Your argument conflates documenting distress levels in a single affected population with demonstrating that catastrophes "significantly increase" distress, since Source 1 is a cross-sectional study with no baseline or control group — meaning it cannot establish that distress was elevated relative to pre-disaster levels, only that it exists, which is a critical logical leap you fail to address. Furthermore, your appeal to Source 2's meta-analysis still concerns only earthquake survivors, not natural catastrophes broadly, and you conveniently ignore Source 7's explicit acknowledgment from the WHO Kobe Centre that long-term psychosocial impacts "have not been well documented," which directly undermines the sweeping generalization embedded in the claim you are defending.
Argument against
The claim asserts that Yılmazer's 2025 study found natural catastrophes "significantly increase" psychological distress, but Source 1 — the actual Yılmazer study — focused exclusively on survivors of a single specific event (the 2023 Kahramanmaraş earthquakes), not natural catastrophes broadly, and its findings of "moderate" depression and "mild-moderate" anxiety scores do not constitute a demonstration that catastrophes significantly increase distress relative to a baseline or control group, as no such comparative design is described. Furthermore, Source 7 from the WHO Kobe Centre explicitly acknowledges that "the long-term psychosocial impact and needs of survivors during the recovery phase have not been well documented," directly undermining the sweeping generalization in the claim that natural catastrophes as a category significantly increase psychological distress.

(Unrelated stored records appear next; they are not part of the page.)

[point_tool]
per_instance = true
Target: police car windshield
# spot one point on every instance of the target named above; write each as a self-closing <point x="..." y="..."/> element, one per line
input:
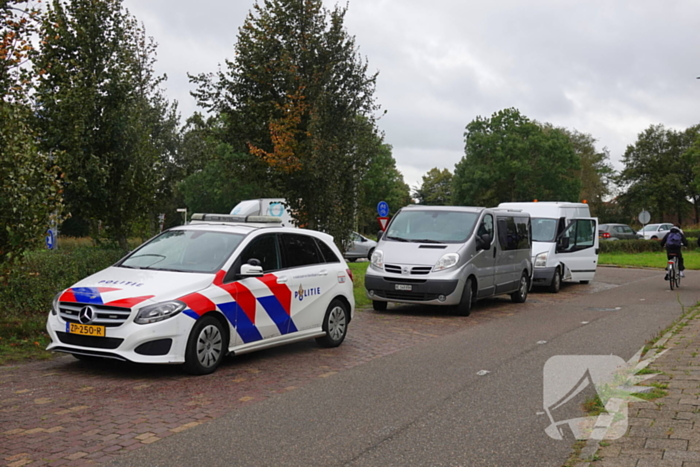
<point x="544" y="230"/>
<point x="184" y="251"/>
<point x="432" y="226"/>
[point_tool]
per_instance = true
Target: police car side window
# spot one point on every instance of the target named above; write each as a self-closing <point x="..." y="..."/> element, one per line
<point x="264" y="249"/>
<point x="328" y="254"/>
<point x="299" y="250"/>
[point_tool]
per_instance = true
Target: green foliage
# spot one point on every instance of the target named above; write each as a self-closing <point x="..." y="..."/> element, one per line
<point x="102" y="114"/>
<point x="660" y="173"/>
<point x="436" y="189"/>
<point x="299" y="98"/>
<point x="508" y="157"/>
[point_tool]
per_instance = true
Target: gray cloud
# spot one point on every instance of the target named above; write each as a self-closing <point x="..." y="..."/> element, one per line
<point x="606" y="68"/>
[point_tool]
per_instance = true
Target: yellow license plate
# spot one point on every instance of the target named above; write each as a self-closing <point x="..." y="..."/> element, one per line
<point x="86" y="329"/>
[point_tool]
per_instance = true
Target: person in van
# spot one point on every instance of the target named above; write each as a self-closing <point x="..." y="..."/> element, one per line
<point x="673" y="241"/>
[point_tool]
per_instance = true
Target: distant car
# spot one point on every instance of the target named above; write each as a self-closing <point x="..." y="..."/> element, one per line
<point x="360" y="247"/>
<point x="655" y="231"/>
<point x="617" y="232"/>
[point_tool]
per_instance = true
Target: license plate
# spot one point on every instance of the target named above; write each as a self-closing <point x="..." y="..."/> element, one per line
<point x="86" y="329"/>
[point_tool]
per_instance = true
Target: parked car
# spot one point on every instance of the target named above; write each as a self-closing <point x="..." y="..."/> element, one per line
<point x="201" y="291"/>
<point x="655" y="231"/>
<point x="613" y="232"/>
<point x="359" y="247"/>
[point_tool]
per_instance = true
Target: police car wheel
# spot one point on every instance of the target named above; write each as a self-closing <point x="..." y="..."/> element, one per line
<point x="335" y="324"/>
<point x="206" y="346"/>
<point x="465" y="304"/>
<point x="521" y="295"/>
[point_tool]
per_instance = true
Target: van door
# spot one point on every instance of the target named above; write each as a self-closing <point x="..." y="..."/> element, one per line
<point x="578" y="247"/>
<point x="485" y="260"/>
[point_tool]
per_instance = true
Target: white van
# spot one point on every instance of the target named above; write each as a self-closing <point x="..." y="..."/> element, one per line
<point x="451" y="256"/>
<point x="274" y="207"/>
<point x="564" y="242"/>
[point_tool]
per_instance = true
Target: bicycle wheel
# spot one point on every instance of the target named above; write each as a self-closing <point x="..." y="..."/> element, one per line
<point x="672" y="274"/>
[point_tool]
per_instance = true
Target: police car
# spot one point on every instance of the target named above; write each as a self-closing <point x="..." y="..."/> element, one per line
<point x="195" y="293"/>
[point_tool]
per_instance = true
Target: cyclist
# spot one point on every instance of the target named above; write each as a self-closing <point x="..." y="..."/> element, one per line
<point x="673" y="241"/>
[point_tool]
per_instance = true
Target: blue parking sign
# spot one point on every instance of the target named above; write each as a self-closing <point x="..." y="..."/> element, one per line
<point x="383" y="209"/>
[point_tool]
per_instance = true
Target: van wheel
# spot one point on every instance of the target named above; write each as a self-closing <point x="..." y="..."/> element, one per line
<point x="206" y="347"/>
<point x="556" y="282"/>
<point x="521" y="295"/>
<point x="465" y="304"/>
<point x="335" y="324"/>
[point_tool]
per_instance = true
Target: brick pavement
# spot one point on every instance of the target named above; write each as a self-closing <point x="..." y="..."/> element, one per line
<point x="66" y="412"/>
<point x="664" y="432"/>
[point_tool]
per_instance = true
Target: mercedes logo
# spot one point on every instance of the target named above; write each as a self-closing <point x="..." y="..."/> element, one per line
<point x="86" y="315"/>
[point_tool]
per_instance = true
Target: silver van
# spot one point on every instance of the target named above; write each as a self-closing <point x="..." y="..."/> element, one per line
<point x="451" y="256"/>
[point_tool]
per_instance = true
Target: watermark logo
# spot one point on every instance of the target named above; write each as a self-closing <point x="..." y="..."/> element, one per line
<point x="571" y="379"/>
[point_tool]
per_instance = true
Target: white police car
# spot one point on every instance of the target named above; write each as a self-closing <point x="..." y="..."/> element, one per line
<point x="195" y="293"/>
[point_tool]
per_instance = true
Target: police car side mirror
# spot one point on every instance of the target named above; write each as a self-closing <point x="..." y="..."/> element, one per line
<point x="251" y="269"/>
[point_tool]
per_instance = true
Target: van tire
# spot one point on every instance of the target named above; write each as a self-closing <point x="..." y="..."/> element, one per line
<point x="556" y="281"/>
<point x="465" y="304"/>
<point x="521" y="295"/>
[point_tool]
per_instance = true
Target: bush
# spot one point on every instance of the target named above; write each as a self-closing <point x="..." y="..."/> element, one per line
<point x="28" y="287"/>
<point x="638" y="246"/>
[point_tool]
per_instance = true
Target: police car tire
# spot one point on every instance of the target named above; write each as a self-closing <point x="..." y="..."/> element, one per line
<point x="209" y="333"/>
<point x="335" y="324"/>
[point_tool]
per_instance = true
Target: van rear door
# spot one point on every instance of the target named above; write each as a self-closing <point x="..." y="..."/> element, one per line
<point x="578" y="247"/>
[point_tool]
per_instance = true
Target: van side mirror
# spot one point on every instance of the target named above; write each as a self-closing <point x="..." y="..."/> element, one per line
<point x="483" y="242"/>
<point x="251" y="269"/>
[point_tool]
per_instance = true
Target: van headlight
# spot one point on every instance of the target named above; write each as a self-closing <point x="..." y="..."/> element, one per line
<point x="159" y="312"/>
<point x="377" y="260"/>
<point x="541" y="260"/>
<point x="447" y="261"/>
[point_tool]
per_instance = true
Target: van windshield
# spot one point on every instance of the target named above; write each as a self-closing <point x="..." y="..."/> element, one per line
<point x="432" y="226"/>
<point x="184" y="251"/>
<point x="544" y="230"/>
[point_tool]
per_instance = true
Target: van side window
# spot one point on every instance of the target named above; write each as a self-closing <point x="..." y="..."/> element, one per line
<point x="579" y="235"/>
<point x="299" y="250"/>
<point x="486" y="226"/>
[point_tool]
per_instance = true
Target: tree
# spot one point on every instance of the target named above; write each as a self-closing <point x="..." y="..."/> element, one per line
<point x="659" y="172"/>
<point x="29" y="185"/>
<point x="436" y="189"/>
<point x="508" y="157"/>
<point x="298" y="97"/>
<point x="102" y="114"/>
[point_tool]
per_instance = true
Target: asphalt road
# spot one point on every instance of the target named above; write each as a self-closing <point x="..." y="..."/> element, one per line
<point x="428" y="404"/>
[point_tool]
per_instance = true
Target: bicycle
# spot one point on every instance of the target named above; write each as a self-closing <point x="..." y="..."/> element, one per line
<point x="674" y="275"/>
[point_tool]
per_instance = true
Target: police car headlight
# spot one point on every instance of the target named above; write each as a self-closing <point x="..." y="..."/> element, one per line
<point x="447" y="261"/>
<point x="541" y="260"/>
<point x="159" y="312"/>
<point x="54" y="305"/>
<point x="377" y="261"/>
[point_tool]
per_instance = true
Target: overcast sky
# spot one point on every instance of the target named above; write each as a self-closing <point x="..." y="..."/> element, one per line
<point x="609" y="68"/>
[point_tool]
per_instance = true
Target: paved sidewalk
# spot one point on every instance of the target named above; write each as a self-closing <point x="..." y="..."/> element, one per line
<point x="664" y="432"/>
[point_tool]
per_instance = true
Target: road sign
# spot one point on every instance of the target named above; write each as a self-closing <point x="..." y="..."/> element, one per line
<point x="50" y="239"/>
<point x="644" y="217"/>
<point x="383" y="209"/>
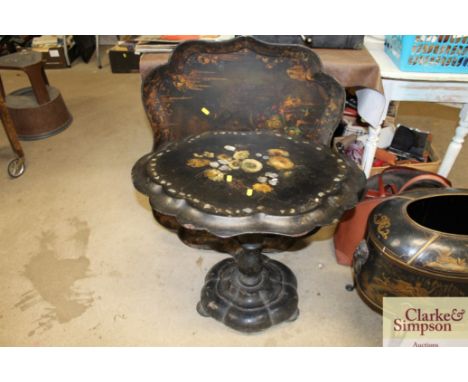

You're treating “significantly increase” as if it requires a baseline-controlled causal design, but the claim only says Yılmazer “found” elevated distress among disaster-affected people—and Source 1 (PubMed, Yılmazer's multi-site study of earthquake survivors) documents substantial anxiety and near-threshold PTSD with 31% probable PTSD nearly two years post-event, which is exactly the kind of catastrophe-linked increase the claim describes. And your reliance on Source 7 (WHO Kobe Centre) is a category error: it notes gaps in long-term documentation in Japan, not that disasters don't raise distress, and it doesn't negate the direct 2025 evidence from Yılmazer (Source 1) or the broader earthquake literature showing high PTSD/anxiety/depression after the same catastrophe (Source 2, PubMed).